The New York Times is running (hah!) a story about the much touted Nike+ site, one of the best examples out there of what a lot of us have started to call the branded application. The Nike+ site is done all in Flash and is a rich Internet application that brings users together and gives them a great experience around running. It tracks the users runs (distance, time, etc) and let them compare with other people on the site. It brings users back to the web and also encourages them to buy Nike shoes. As the paper notes the combination of lots of shoes out there and the coolness of the site helped generate buzz for Nike. In the process sites like Nike+ are changing the advertising business.
When the mainstream media picks something like this up, I get pretty happy. It is yet another example of how RIAs are totally changing the game in a number of areas. It may sound grandiose or arrogant, but the NYT gives some great numbers. The 25 biggest ad-spending companies cut their spending last year in traditional media by $767 million and in the first half of this year decreased their overall media spending by an additional 3 percent, $446 million. So where is the money going? Nike increased it's nonmedia spending by 33% to $457.9 million, doubling it's media spending of $220.5 over the same period.

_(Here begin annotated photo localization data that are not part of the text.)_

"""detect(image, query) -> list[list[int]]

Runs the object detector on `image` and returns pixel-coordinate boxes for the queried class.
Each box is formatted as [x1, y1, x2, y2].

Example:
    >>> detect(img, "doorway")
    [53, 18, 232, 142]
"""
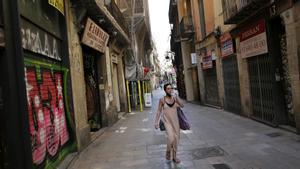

Traditional advertising doesn't work. People don't want to be preached at, they want to be engaged, which is exactly what the Nike+ site does. It's the perfect alignment of consumer and marketing interests which is why it's so successful. Other companies can and will follow suit. RIAs present a very, very powerful advertising platform if used correctly.
Phil Butler touches on some of the same topics. It seems like we're all talking the same thing just not using the same language. But there's definitely a big trend here.